The House of Commons Work and Pensions select committee will hold a new public inquiry into final salary pension schemes, according to a recent announcement. This will be responsible for investigating the problems facing all private sector defined-benefit pension schemes, following the questions that have recently been raised by the crises at Tata Steel and British Homes Stores (BHS).
Mind the gap?
Occupational pension schemes – particularly the defined benefit (or “final salary”) type in which the employer holds all the employees’ longevity risk – have struggled in the UK over recent years because of a combination of rising life expectancy among Britain’s workforce and low returns on their capital.
The UK as a whole has roughly 6,000 separate occupational pension schemes, over 5,000 of which are currently reckoned to be in deficit. The size of the gap between their total combined assets and liabilities is estimated to be £805 billion, and even those which are not in deficit have a combined surplus of just £4 billion, giving them a relatively small buffer should their circumstances suddenly deteriorate.
The recent problems affecting BHS and Tata Steel have provided particularly severe examples of how struggling firms can be undermined by their pension liabilities. The fact that BHS’s company pension scheme had a gap of £571 million between its assets and its liabilities has been widely cited as one of the key reasons why it was so difficult to find a credible buyer for the company, while the government is now publicly consulting on ways of changing the pension promises that were made to British Steel workers in order to keep Tata Steel’s troubled UK steel plants in business.

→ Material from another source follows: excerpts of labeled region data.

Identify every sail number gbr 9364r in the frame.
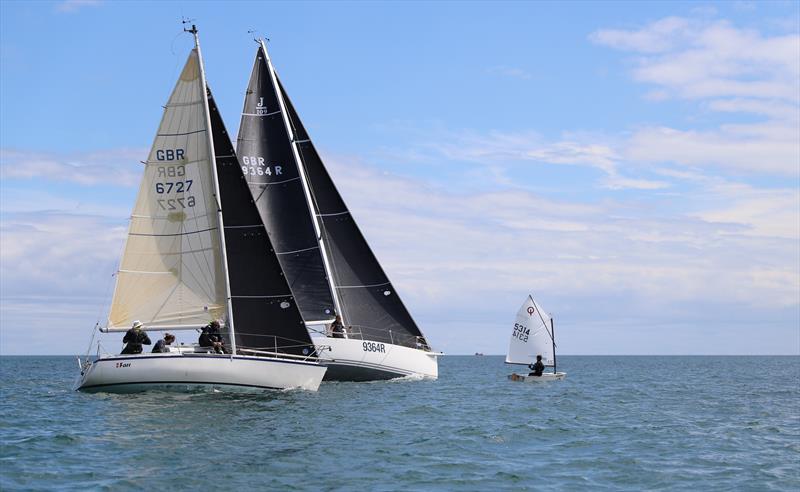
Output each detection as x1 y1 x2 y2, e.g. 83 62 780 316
511 323 531 342
154 149 196 210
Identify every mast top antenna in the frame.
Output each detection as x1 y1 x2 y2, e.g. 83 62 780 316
181 17 197 34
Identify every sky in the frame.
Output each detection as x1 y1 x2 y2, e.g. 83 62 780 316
0 0 800 355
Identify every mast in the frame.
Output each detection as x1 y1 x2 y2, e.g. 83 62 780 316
550 316 557 374
189 24 236 355
258 38 346 322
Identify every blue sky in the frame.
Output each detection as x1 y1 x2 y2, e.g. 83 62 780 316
0 0 800 354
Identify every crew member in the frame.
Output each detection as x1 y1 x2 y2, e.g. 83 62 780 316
121 320 152 354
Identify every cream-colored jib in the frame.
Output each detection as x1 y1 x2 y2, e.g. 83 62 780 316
506 296 555 366
108 50 226 329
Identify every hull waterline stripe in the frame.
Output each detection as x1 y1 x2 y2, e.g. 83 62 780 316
78 381 285 390
92 354 319 366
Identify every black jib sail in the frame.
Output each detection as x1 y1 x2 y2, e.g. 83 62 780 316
236 48 335 322
278 76 427 347
208 90 313 355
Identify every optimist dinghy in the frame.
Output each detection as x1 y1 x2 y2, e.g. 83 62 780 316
506 295 567 383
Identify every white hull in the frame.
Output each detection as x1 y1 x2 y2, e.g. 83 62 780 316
75 353 326 393
508 372 567 383
313 337 441 381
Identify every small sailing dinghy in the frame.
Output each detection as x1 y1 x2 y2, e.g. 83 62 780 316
236 40 441 381
76 26 327 393
506 295 567 382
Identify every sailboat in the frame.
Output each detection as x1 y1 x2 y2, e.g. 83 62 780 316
237 40 442 381
76 26 327 392
506 295 567 382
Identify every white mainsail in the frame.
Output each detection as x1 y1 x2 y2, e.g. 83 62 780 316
107 49 226 330
506 296 555 366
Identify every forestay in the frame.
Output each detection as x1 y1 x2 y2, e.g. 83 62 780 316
108 49 226 329
506 296 555 366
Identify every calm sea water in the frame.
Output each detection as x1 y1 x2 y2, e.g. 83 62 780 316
0 356 800 491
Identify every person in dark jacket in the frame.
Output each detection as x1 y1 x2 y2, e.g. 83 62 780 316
197 320 227 354
528 355 544 376
153 333 175 354
121 320 152 354
328 314 344 338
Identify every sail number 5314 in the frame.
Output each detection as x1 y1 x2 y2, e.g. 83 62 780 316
511 323 531 342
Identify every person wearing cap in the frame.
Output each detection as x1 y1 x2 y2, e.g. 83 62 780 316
121 320 152 354
197 320 227 354
528 355 544 376
153 333 175 354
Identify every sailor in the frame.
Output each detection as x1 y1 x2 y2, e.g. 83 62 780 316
528 355 544 376
197 320 226 354
329 314 344 338
153 333 175 354
121 320 151 354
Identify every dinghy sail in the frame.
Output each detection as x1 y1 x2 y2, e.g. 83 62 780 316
76 26 326 392
506 295 566 381
237 40 438 380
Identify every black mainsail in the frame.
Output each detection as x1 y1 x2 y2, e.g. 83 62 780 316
237 48 335 322
208 85 313 355
238 43 427 348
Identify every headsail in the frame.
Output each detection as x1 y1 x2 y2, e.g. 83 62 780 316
107 49 226 329
279 78 427 347
208 90 313 355
506 296 555 366
237 47 335 321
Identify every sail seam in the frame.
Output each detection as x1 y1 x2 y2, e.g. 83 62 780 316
129 227 217 237
242 110 280 116
336 282 391 289
231 294 292 298
275 246 319 255
156 128 206 137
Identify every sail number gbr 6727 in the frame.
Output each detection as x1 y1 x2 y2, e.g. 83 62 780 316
511 323 531 342
154 160 196 210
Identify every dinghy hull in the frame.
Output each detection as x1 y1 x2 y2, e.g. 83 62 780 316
313 337 442 381
508 372 567 383
75 354 327 393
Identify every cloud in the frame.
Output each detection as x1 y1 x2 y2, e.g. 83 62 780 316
0 148 147 187
589 17 800 103
55 0 104 13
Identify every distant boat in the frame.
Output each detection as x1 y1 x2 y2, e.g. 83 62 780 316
237 40 442 381
506 295 567 382
76 26 327 392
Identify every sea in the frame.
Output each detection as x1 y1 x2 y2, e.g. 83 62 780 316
0 356 800 492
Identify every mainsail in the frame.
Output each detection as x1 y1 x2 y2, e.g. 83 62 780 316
279 82 427 347
107 49 226 330
506 296 555 366
208 90 313 355
237 48 335 322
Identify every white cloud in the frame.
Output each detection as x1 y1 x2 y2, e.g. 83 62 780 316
589 17 800 103
0 148 147 187
56 0 103 13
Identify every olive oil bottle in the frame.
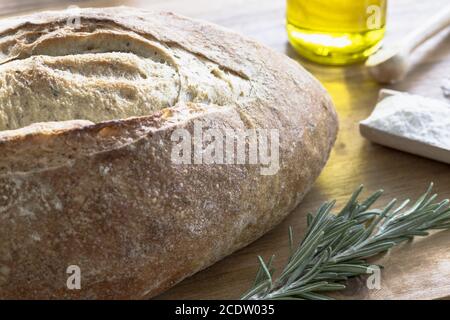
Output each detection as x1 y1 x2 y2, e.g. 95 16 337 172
287 0 387 65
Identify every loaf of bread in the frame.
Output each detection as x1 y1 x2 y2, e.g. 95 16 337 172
0 7 337 299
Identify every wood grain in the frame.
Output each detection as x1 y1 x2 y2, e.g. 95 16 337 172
0 0 450 299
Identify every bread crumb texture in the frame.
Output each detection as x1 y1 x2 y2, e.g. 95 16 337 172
0 7 337 299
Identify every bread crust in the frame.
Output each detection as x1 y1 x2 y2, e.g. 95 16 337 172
0 7 338 299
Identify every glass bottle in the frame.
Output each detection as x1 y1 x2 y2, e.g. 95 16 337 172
287 0 387 65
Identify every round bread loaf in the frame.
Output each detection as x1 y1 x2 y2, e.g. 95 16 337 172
0 7 337 299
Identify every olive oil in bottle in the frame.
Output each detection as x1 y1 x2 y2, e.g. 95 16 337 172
287 0 387 65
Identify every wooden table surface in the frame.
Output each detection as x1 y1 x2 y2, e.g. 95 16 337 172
0 0 450 299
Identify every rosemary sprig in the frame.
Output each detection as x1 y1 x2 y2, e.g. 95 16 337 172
242 184 450 300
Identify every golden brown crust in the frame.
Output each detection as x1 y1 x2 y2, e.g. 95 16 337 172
0 8 337 299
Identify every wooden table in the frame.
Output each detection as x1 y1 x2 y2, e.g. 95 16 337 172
0 0 450 299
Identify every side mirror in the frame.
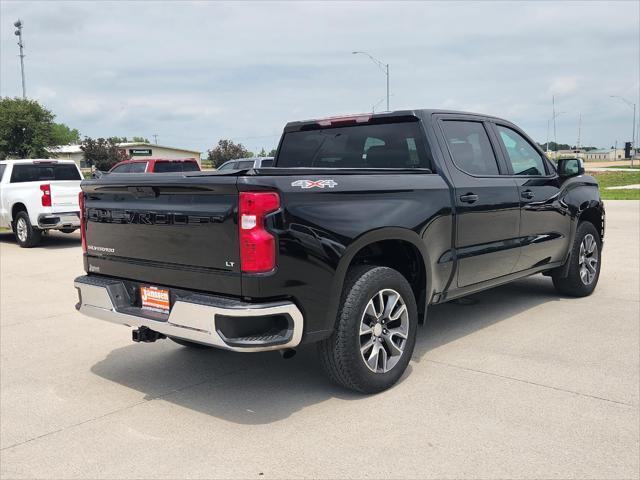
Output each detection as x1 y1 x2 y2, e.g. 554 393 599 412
558 158 584 177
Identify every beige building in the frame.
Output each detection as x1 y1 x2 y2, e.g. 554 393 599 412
580 148 624 162
50 142 200 167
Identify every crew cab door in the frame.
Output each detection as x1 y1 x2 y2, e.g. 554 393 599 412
438 115 520 287
492 121 571 272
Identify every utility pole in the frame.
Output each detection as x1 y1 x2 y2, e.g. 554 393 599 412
576 112 582 150
351 51 390 112
13 19 27 99
609 95 636 167
551 95 558 157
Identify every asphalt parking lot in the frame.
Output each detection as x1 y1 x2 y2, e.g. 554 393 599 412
0 201 640 479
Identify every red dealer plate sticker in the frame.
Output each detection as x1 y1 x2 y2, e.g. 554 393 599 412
140 287 170 313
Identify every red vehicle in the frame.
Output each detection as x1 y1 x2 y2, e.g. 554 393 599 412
109 158 200 173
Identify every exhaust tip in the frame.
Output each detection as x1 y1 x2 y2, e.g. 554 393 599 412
278 348 296 360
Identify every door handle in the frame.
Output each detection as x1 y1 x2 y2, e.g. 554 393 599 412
460 193 478 203
520 190 533 200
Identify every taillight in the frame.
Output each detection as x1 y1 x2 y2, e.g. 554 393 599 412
78 190 87 253
238 192 280 273
40 184 51 207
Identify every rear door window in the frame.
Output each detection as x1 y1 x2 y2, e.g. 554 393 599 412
11 164 81 183
111 163 131 173
442 120 500 176
129 162 147 173
182 162 200 172
236 160 253 170
218 162 236 170
276 122 431 169
496 125 547 176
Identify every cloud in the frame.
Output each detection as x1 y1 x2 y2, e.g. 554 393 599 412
548 77 578 95
0 1 640 151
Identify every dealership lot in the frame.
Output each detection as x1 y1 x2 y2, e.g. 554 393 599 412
0 201 640 478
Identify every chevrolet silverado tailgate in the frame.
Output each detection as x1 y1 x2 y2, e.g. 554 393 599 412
82 174 241 295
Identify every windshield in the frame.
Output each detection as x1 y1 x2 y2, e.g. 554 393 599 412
276 122 431 168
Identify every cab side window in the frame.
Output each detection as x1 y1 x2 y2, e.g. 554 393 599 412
496 125 547 176
442 120 500 176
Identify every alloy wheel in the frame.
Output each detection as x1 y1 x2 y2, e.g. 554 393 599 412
16 217 28 242
360 289 409 373
578 233 598 285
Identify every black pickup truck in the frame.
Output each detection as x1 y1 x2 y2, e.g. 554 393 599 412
75 110 605 393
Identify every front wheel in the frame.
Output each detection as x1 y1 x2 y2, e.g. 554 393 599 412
318 265 418 393
551 222 602 297
13 211 42 248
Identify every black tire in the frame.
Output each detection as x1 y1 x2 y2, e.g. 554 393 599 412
551 222 602 297
13 210 42 248
167 337 213 350
318 265 418 393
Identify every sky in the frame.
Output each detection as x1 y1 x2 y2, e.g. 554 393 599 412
0 0 640 152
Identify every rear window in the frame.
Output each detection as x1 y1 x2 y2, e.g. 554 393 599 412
11 164 81 183
276 122 431 169
153 162 199 173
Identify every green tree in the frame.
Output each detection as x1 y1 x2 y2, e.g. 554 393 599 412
0 97 56 159
80 137 128 171
207 139 253 168
52 123 80 145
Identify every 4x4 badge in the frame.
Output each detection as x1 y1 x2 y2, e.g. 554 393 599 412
291 179 338 188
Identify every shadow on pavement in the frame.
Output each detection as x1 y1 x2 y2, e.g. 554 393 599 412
91 275 559 424
0 230 80 250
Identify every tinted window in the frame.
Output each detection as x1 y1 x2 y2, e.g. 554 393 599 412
182 162 200 172
111 163 131 173
236 160 253 170
153 162 182 173
496 125 546 175
218 162 236 170
443 120 500 175
11 164 80 183
276 122 431 168
129 162 147 173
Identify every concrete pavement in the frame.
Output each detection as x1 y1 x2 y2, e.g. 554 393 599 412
0 201 640 479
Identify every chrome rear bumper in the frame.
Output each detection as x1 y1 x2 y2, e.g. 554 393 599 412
74 275 303 352
38 212 80 230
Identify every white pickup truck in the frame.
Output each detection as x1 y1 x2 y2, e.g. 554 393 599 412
0 159 82 247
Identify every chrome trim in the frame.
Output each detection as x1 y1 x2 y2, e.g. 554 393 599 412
38 212 80 230
74 277 303 352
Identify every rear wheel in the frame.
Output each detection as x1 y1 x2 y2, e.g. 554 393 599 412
168 337 213 350
318 266 418 393
552 222 602 297
13 211 42 248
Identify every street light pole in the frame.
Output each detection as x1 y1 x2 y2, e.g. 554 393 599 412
13 19 27 98
351 51 390 112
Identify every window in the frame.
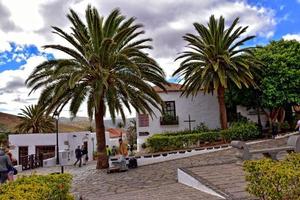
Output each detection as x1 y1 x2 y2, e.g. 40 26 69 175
139 132 149 136
163 101 176 118
160 101 179 125
139 114 149 127
35 145 55 160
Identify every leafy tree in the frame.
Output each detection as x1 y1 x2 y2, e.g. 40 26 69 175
255 40 300 122
27 6 166 168
174 15 259 129
117 122 125 128
16 105 55 133
127 119 137 148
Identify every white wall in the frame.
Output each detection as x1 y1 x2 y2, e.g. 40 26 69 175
136 92 220 150
9 132 96 163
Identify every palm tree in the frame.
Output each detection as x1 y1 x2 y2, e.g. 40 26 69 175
127 119 137 146
16 105 54 133
26 6 166 168
173 15 258 129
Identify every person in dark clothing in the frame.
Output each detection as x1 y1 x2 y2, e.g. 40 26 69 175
74 146 82 167
81 145 89 165
0 149 13 184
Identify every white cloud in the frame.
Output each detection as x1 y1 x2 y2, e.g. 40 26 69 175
0 56 45 114
282 33 300 42
0 0 276 115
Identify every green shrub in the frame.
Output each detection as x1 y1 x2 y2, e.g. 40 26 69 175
0 174 74 200
147 131 220 152
220 122 259 142
147 122 259 152
244 153 300 200
194 122 209 132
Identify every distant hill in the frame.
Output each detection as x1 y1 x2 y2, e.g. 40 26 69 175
0 112 133 132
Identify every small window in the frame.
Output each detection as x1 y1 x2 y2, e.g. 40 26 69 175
163 101 176 118
138 114 149 127
139 132 149 136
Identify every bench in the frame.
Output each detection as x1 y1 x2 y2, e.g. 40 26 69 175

In both scenarios, the biggest losers are likely to be the workers, who will now almost certainly get less than they were expecting to when they retire. The BHS pension scheme will probably be absorbed by the government’s “lifeboat” service for distressed schemes, the Pension Protection Fund, but this means workers who haven’t yet retired could see their eventual pensions cut by 10%. Meanwhile, the consultation on the British Steel scheme puts on the table the fairly radical option of changing the measure of the scheme’s indexation from RPI to the less generous CPI, which would set a significant precedent that could be applied to many other schemes in future.
The new pensions inquiry has been convened in part to examine whether these schemes were victims of exceptional circumstances, or if in fact they are emblematic of the broader problems affecting occupational pensions.
IF would argue that the real problem here is the intergenerational nature of these pension promises: now that the bills are falling due for promises that were made in the distant past, many firms are finding that the money is no longer there to pay for them. In extreme cases like British Steel and BHS, this is leading to a painful process of deciding who should take the necessary haircut to make these pension schemes affordable – whether it is today’s older workers and retirees in the form of reduced benefits, or staff and shareholders who lose out through lower wages and profits.
Announcing the inquiry, its chairman, Labour MP Frank Field, said that it is poised to consider “radical solutions to the one of the great problems of this age”:
“The Select Committees’ in-depth case study on BHS is illustrating how such schemes are already creaking from rising life expectancy and record low returns on capital. Pension law and regulation must urgently adapt to the issues of the future, rather than the problems of the past. The whole savings edifice is in danger…The impact on millions of people’s living standards from intergenerational trade-offs of income and wealth are brutal.
“It’s not now simply that children in today’s nurseries will be paying for our pensions and healthcare – it may be that – but the pension promises for today’s pensioners are being stacked up against the jobs of those people who followed them into the firm. This will be a major inquiry considering radical solutions to one of the great problems of this age.”
Like all “great problems”, this raises very difficult questions, and the fact that the idea of reneging on contractual pension promises – which would once have been virtually unthinkable – is now under serious consideration shows just how dramatic things have become.